Spark Streaming + Kafka Integration Guide

Apache Kafka is publish-subscribe messaging rethought as a distributed, partitioned, replicated commit log service. Here we explain how to configure Spark Streaming to receive data from Kafka.

  1. Linking: In your SBT/Maven projrect definition, link your streaming application against the following artifact (see Linking section in the main programming guide for further information).

     groupId = org.apache.spark
     artifactId = spark-streaming-kafka_2.10
     version = 1.1.1
    
  2. Programming: In the streaming application code, import KafkaUtils and create input DStream as follows.
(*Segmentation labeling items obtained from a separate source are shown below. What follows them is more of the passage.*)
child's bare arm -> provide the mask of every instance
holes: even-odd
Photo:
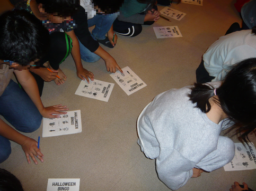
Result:
[[[94,75],[92,72],[89,72],[83,67],[83,64],[82,64],[81,61],[81,56],[80,55],[79,42],[75,34],[74,30],[69,32],[66,32],[66,33],[70,37],[71,39],[72,39],[73,47],[71,51],[71,54],[72,55],[74,61],[76,64],[77,77],[83,80],[86,79],[88,82],[89,82],[89,78],[93,80]]]
[[[43,117],[54,118],[60,117],[58,114],[66,113],[66,112],[60,112],[68,110],[66,108],[66,106],[57,105],[46,108],[43,107],[36,80],[28,70],[14,70],[14,73],[19,82]],[[53,114],[57,115],[53,115]]]
[[[35,156],[42,163],[43,162],[43,155],[41,152],[40,149],[38,148],[38,142],[35,140],[21,134],[1,119],[0,127],[0,135],[2,136],[21,146],[29,164],[30,164],[30,156],[36,165],[38,164],[38,162],[34,157]]]

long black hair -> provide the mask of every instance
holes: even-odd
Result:
[[[228,132],[236,133],[247,142],[248,135],[256,128],[256,58],[244,60],[233,66],[220,86],[214,90],[209,84],[196,83],[188,95],[196,107],[204,113],[210,110],[209,99],[215,100],[232,124]],[[249,140],[249,139],[248,139]]]
[[[24,191],[20,180],[12,173],[0,168],[0,190]]]
[[[47,54],[49,32],[28,11],[14,9],[3,14],[0,28],[0,60],[27,65]]]

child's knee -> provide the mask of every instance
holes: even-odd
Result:
[[[90,55],[84,55],[81,54],[81,58],[83,60],[86,62],[96,62],[100,60],[100,56],[96,54],[90,54]]]

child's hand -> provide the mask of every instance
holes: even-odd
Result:
[[[47,70],[46,68],[40,68],[38,69],[31,69],[31,71],[35,74],[39,75],[43,81],[46,82],[50,82],[56,79],[56,75],[58,75],[58,70],[51,69],[53,72],[51,72]]]
[[[61,112],[63,111],[68,110],[68,108],[66,108],[67,106],[59,105],[53,106],[45,108],[41,112],[42,117],[46,118],[59,118],[60,117],[58,114],[66,114],[66,112]]]
[[[121,73],[123,73],[122,69],[117,64],[116,60],[112,56],[110,56],[107,60],[105,60],[105,64],[106,65],[107,71],[108,72],[116,73],[116,68],[117,68]]]
[[[231,186],[231,188],[229,188],[229,191],[242,191],[249,189],[248,185],[245,183],[243,183],[243,185],[244,185],[243,188],[241,187],[239,183],[235,182],[234,185]]]
[[[111,43],[113,46],[114,46],[117,42],[117,34],[115,34],[114,35],[114,42],[113,42],[113,38],[114,37],[114,31],[113,30],[109,30],[107,34],[108,34],[108,38],[109,39],[109,42],[110,42],[110,43]]]
[[[83,80],[85,80],[85,79],[86,79],[88,83],[89,83],[89,78],[90,78],[92,81],[94,80],[94,75],[93,75],[92,72],[89,72],[84,68],[80,70],[77,70],[76,74],[77,74],[77,77]]]
[[[38,142],[34,139],[29,137],[27,137],[25,142],[21,145],[21,147],[25,152],[26,155],[27,160],[28,163],[30,164],[30,159],[29,157],[31,157],[32,159],[34,161],[36,165],[38,164],[38,161],[36,159],[34,156],[36,156],[38,159],[42,163],[43,162],[43,155],[41,152],[40,148],[37,148]]]
[[[204,173],[204,170],[199,168],[193,168],[193,175],[191,178],[197,178],[201,176],[201,173]]]

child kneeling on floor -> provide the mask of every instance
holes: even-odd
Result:
[[[195,83],[157,96],[138,117],[138,144],[147,158],[156,159],[160,180],[176,190],[190,178],[229,163],[234,144],[221,131],[236,130],[246,142],[255,116],[253,58],[234,65],[222,82]]]
[[[42,117],[60,117],[68,109],[57,105],[45,107],[36,80],[29,70],[47,53],[48,32],[25,10],[10,11],[0,16],[0,115],[17,130],[32,132],[40,126]],[[13,73],[23,87],[12,79]],[[56,114],[56,115],[53,115]],[[12,140],[20,145],[30,163],[43,161],[38,142],[20,133],[0,119],[0,163],[11,152]]]

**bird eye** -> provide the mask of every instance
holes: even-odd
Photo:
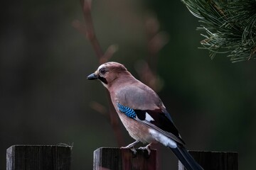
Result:
[[[106,73],[106,69],[100,69],[100,72],[101,74],[105,74]]]

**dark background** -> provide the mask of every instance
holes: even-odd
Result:
[[[86,79],[98,61],[71,24],[83,21],[79,1],[4,1],[0,8],[0,169],[13,144],[58,143],[73,144],[73,169],[92,169],[93,151],[117,143],[90,106],[108,103],[100,83]],[[240,169],[255,168],[256,61],[211,60],[198,49],[200,23],[180,1],[92,1],[92,13],[103,50],[118,45],[111,60],[138,78],[134,66],[149,55],[145,23],[157,18],[169,40],[158,53],[158,94],[187,148],[238,152]],[[161,169],[176,169],[169,149],[160,146],[159,157]]]

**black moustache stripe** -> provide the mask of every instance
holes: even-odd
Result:
[[[98,79],[105,84],[107,84],[107,81],[105,78],[99,76]]]

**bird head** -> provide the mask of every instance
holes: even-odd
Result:
[[[87,79],[98,79],[107,88],[122,74],[124,75],[127,73],[129,74],[124,65],[118,62],[110,62],[101,64],[94,73],[87,76]]]

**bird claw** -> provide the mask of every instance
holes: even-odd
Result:
[[[146,149],[146,151],[148,152],[149,155],[150,155],[150,153],[151,153],[150,144],[149,144],[146,145],[146,147],[139,147],[139,149]]]

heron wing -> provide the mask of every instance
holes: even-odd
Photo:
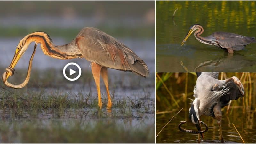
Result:
[[[215,42],[220,47],[226,48],[232,48],[235,51],[243,49],[245,46],[255,40],[254,37],[226,32],[216,32],[212,35],[215,38]]]
[[[76,38],[84,58],[104,67],[131,71],[148,77],[148,66],[128,47],[114,37],[94,28],[84,28]]]

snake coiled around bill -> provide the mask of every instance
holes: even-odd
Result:
[[[11,76],[13,75],[14,72],[15,71],[15,70],[10,66],[8,67],[5,68],[5,70],[6,70],[6,71],[3,74],[2,78],[3,78],[3,81],[4,82],[4,84],[6,86],[15,89],[20,89],[26,86],[27,84],[28,84],[28,83],[29,80],[29,79],[30,78],[31,68],[32,68],[32,62],[33,60],[33,58],[35,55],[35,53],[36,52],[36,44],[34,46],[34,50],[33,52],[33,53],[32,54],[32,55],[31,56],[31,57],[30,58],[30,60],[29,60],[28,68],[28,71],[27,73],[27,77],[23,83],[20,84],[16,85],[11,84],[8,82],[7,81],[7,79],[6,79],[6,74],[7,72],[9,72],[10,73],[10,76]]]
[[[181,131],[186,132],[197,134],[203,133],[207,132],[207,131],[208,130],[208,126],[207,125],[207,124],[206,124],[204,123],[204,122],[202,121],[200,121],[200,123],[202,123],[204,125],[204,126],[205,126],[205,127],[206,128],[206,129],[205,130],[203,131],[195,131],[191,130],[187,130],[182,128],[181,125],[184,124],[186,123],[186,121],[180,121],[180,123],[179,124],[179,129],[180,129],[180,130]]]

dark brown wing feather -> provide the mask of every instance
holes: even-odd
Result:
[[[100,30],[85,28],[75,40],[83,56],[89,61],[148,76],[148,66],[141,59],[124,44]]]
[[[256,42],[255,38],[248,37],[233,33],[218,32],[213,33],[215,42],[223,48],[232,48],[234,51],[244,49],[251,43]]]
[[[237,86],[234,82],[234,80],[229,78],[226,80],[225,84],[226,87],[229,89],[229,93],[221,97],[220,101],[223,103],[228,103],[230,100],[236,100],[243,95],[237,87]]]

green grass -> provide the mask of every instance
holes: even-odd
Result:
[[[27,35],[37,31],[47,33],[51,37],[61,37],[67,41],[74,38],[84,28],[65,28],[58,27],[46,27],[34,26],[29,28],[22,27],[0,27],[0,37],[11,38],[25,36]],[[119,38],[153,38],[155,37],[155,26],[141,26],[129,27],[122,26],[108,27],[99,26],[97,28],[114,37]],[[53,39],[53,42],[54,39]]]
[[[147,87],[153,88],[154,83],[148,85],[144,79],[138,79],[132,75],[121,76],[124,79],[128,77],[130,83],[110,79],[113,103],[110,113],[106,109],[108,100],[104,85],[103,107],[98,108],[97,94],[91,92],[95,92],[96,87],[92,84],[94,81],[90,72],[84,71],[75,84],[53,74],[58,71],[34,69],[28,85],[20,89],[8,88],[0,83],[0,141],[155,142],[155,103],[146,90]],[[26,70],[16,71],[20,77],[15,74],[9,82],[17,84],[22,82],[20,77],[25,77]],[[74,88],[75,85],[78,88]],[[115,90],[124,86],[131,92],[125,96],[115,94]],[[133,89],[138,86],[144,90],[133,93]],[[92,90],[83,91],[83,88],[88,89],[86,87]]]
[[[27,121],[26,120],[15,123],[1,122],[0,122],[1,142],[5,143],[155,142],[154,124],[140,128],[127,128],[126,127],[127,124],[118,124],[112,119],[99,120],[94,125],[86,120],[71,120],[62,123],[54,120],[50,120],[48,123],[46,124],[43,121]]]

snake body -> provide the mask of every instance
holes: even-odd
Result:
[[[203,131],[194,131],[193,130],[187,130],[186,129],[185,129],[181,127],[181,125],[184,124],[186,123],[186,121],[180,121],[180,123],[179,124],[179,129],[180,129],[181,131],[182,132],[189,132],[190,133],[203,133],[204,132],[205,132],[208,130],[208,126],[205,123],[204,123],[204,122],[202,121],[201,121],[201,123],[202,123],[204,125],[206,128],[206,129]]]
[[[33,60],[33,58],[34,57],[34,55],[35,55],[35,53],[36,52],[36,45],[37,45],[36,44],[35,44],[35,46],[34,46],[34,50],[33,52],[33,53],[32,54],[32,55],[31,56],[31,57],[30,58],[29,65],[28,65],[28,71],[27,73],[27,77],[26,77],[26,78],[25,79],[25,80],[22,83],[20,84],[17,85],[13,84],[8,82],[8,81],[7,81],[7,79],[6,79],[6,73],[7,72],[10,72],[11,74],[10,75],[10,76],[11,76],[13,75],[13,72],[14,71],[14,69],[13,68],[9,66],[5,68],[5,70],[6,70],[6,71],[2,75],[3,81],[4,82],[4,84],[5,84],[6,86],[15,89],[20,89],[25,86],[27,84],[28,84],[28,81],[29,80],[29,79],[30,78],[30,72],[31,72],[31,68],[32,66],[32,62]]]

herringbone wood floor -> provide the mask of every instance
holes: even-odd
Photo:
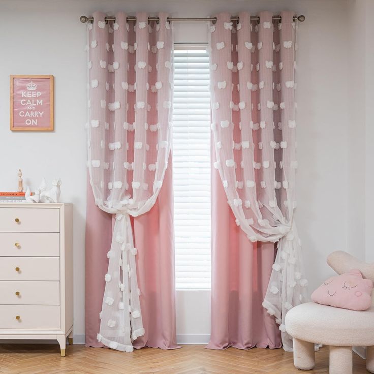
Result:
[[[242,351],[204,349],[184,346],[181,349],[154,348],[123,353],[83,346],[67,347],[60,356],[58,345],[0,345],[1,374],[292,374],[303,372],[293,366],[292,354],[282,349],[254,348]],[[316,352],[314,370],[328,372],[328,349]],[[355,374],[367,373],[365,361],[353,354]]]

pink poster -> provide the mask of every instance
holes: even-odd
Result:
[[[11,76],[11,130],[53,130],[53,77]]]

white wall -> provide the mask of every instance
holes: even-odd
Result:
[[[74,204],[76,337],[82,338],[84,331],[86,203],[86,61],[83,52],[86,42],[85,26],[79,22],[79,17],[89,15],[97,10],[109,12],[163,10],[176,17],[205,17],[223,11],[234,13],[242,10],[255,12],[284,9],[294,10],[306,17],[306,21],[300,24],[298,34],[297,219],[311,290],[331,272],[326,265],[326,255],[335,249],[348,248],[347,227],[351,219],[348,220],[347,208],[350,188],[347,185],[346,163],[348,137],[352,134],[348,131],[350,114],[347,78],[350,70],[346,1],[0,2],[0,46],[5,52],[0,60],[0,189],[16,187],[19,168],[22,168],[26,183],[33,188],[43,176],[47,180],[61,177],[63,201]],[[175,29],[176,42],[207,40],[204,24],[180,23]],[[369,63],[368,57],[366,62]],[[9,76],[25,74],[55,76],[53,133],[12,133],[9,130]],[[371,102],[372,99],[372,97]],[[374,158],[374,154],[371,155]],[[356,198],[359,200],[360,196]],[[351,252],[357,250],[350,247]],[[181,339],[202,341],[209,335],[209,295],[207,291],[177,293],[177,334]],[[185,336],[188,335],[193,336]]]

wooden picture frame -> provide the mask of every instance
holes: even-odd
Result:
[[[53,131],[53,75],[10,76],[10,130]]]

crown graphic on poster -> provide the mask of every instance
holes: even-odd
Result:
[[[37,89],[37,85],[33,81],[31,81],[29,83],[27,83],[26,85],[26,88],[29,91],[34,91]]]

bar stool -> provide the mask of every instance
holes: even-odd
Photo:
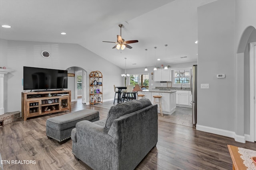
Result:
[[[160,106],[159,109],[160,109],[160,113],[161,113],[161,115],[163,116],[163,112],[162,111],[162,104],[161,102],[161,98],[162,98],[161,96],[153,96],[153,97],[154,98],[154,104],[159,104]],[[156,102],[156,99],[158,99],[158,102]]]
[[[139,100],[140,99],[140,97],[141,97],[142,99],[144,99],[144,96],[145,96],[145,95],[144,94],[139,94],[138,95],[138,100]]]
[[[116,90],[116,85],[115,85],[114,84],[114,91],[115,92],[115,97],[114,98],[114,104],[115,104],[115,101],[117,100],[118,100],[118,95],[119,95],[119,94],[118,93],[118,90]],[[117,95],[118,95],[117,98],[116,98],[116,94],[117,94]]]
[[[132,92],[133,85],[128,85],[126,88],[127,90],[126,92],[124,92],[122,98],[123,102],[125,100],[128,101],[134,99],[134,93]]]

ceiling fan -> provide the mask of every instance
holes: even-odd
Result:
[[[111,42],[111,41],[102,41],[106,43],[112,43],[117,44],[112,48],[112,49],[116,48],[119,50],[121,47],[121,49],[122,50],[124,49],[125,47],[127,47],[128,49],[132,49],[132,47],[127,44],[130,44],[131,43],[138,43],[139,42],[138,40],[130,40],[130,41],[124,41],[124,39],[122,38],[122,27],[123,27],[123,24],[119,24],[118,26],[120,27],[120,35],[118,35],[117,36],[117,42]]]

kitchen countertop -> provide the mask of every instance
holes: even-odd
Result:
[[[186,90],[190,91],[190,87],[156,87],[156,88],[152,89],[152,90],[161,90],[161,91],[163,90]]]
[[[157,90],[157,89],[152,89],[152,90],[142,90],[142,92],[161,92],[162,93],[175,93],[176,92],[176,90]]]

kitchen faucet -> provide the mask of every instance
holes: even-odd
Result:
[[[180,85],[180,88],[181,88],[181,89],[182,89],[182,85],[184,86],[184,84],[183,84],[183,83],[182,83],[182,84],[181,84],[181,85]]]

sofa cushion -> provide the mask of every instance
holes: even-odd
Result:
[[[105,127],[110,129],[115,119],[152,105],[151,102],[148,99],[141,99],[119,103],[111,106],[108,113]]]

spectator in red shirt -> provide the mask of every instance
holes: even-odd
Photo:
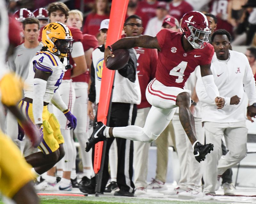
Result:
[[[92,12],[86,18],[83,30],[83,34],[97,36],[104,20],[109,18],[110,8],[108,0],[96,0]]]
[[[184,14],[193,10],[191,5],[184,0],[173,0],[170,3],[169,14],[180,21]]]

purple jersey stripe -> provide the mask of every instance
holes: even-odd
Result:
[[[28,108],[29,107],[29,103],[28,102],[27,102],[27,105],[26,106],[26,116],[27,116],[27,117],[28,119],[28,120],[32,123],[32,121],[31,121],[30,118],[29,118],[29,116],[28,115]]]
[[[47,144],[46,143],[46,142],[45,142],[45,141],[44,138],[43,138],[43,140],[42,140],[42,142],[43,142],[43,144],[44,144],[44,147],[47,149],[47,150],[49,152],[49,153],[52,153],[52,151],[51,150],[49,146],[47,145]]]
[[[55,59],[55,58],[54,58],[54,57],[52,55],[50,54],[49,53],[43,52],[41,52],[40,54],[44,54],[45,55],[46,55],[47,57],[48,57],[48,58],[50,59],[51,61],[52,62],[52,65],[53,66],[59,66],[57,61],[56,61],[56,60]],[[53,60],[52,60],[53,59]],[[53,61],[53,60],[54,60],[54,61]],[[54,62],[55,63],[54,63]]]
[[[39,145],[39,147],[40,147],[41,148],[41,149],[42,150],[42,151],[43,151],[43,153],[44,153],[44,154],[45,155],[46,155],[46,154],[45,153],[45,151],[44,151],[44,149],[43,149],[42,148],[42,147],[41,146],[41,145]]]
[[[51,74],[52,73],[52,70],[51,68],[42,66],[40,64],[37,62],[36,62],[34,64],[34,67],[36,69],[40,70],[40,71],[51,73]]]

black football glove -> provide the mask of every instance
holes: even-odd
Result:
[[[194,150],[194,156],[196,161],[200,163],[205,158],[205,155],[213,150],[213,144],[210,143],[203,145],[196,140],[192,146]]]

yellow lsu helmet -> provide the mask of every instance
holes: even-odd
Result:
[[[71,52],[73,40],[69,29],[60,22],[50,23],[43,30],[43,44],[48,51],[61,57],[67,57]]]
     import org.apache.spark.streaming.kafka._
    
     val kafkaStream = KafkaUtils.createStream(
     	streamingContext, [zookeeperQuorum], [group id of the consumer], [per-topic number of Kafka partitions to consume])
    

    See the API docs and the example.

     import org.apache.spark.streaming.kafka.*;
    
     JavaPairReceiverInputDStream<String, String> kafkaStream = KafkaUtils.createStream(
     	streamingContext, [zookeeperQuorum], [group id of the consumer], [per-topic number of Kafka partitions to consume]);
    

    See the API docs and the example.

    Points to remember:

    • Topic partitions in Kafka does not correlate to partitions of RDDs generated in Spark Streaming. So increasing the number of topic-specific partitions in the KafkaUtils.createStream() only increases the number of threads using which topics that are consumed within a single receiver. It does not increase the parallelism of Spark in processing the data. Refer to the main document for more information on that.

    • Multiple Kafka input DStreams can be created with different groups and topics for parallel receiving of data using multiple receivers.

  3. Deploying: Package spark-streaming-kafka_2.10 and its dependencies (except spark-core_2.10 and spark-streaming_2.10 which are provided by spark-submit) into the application JAR. Then use spark-submit to launch your application (see Deploying section in the main programming guide).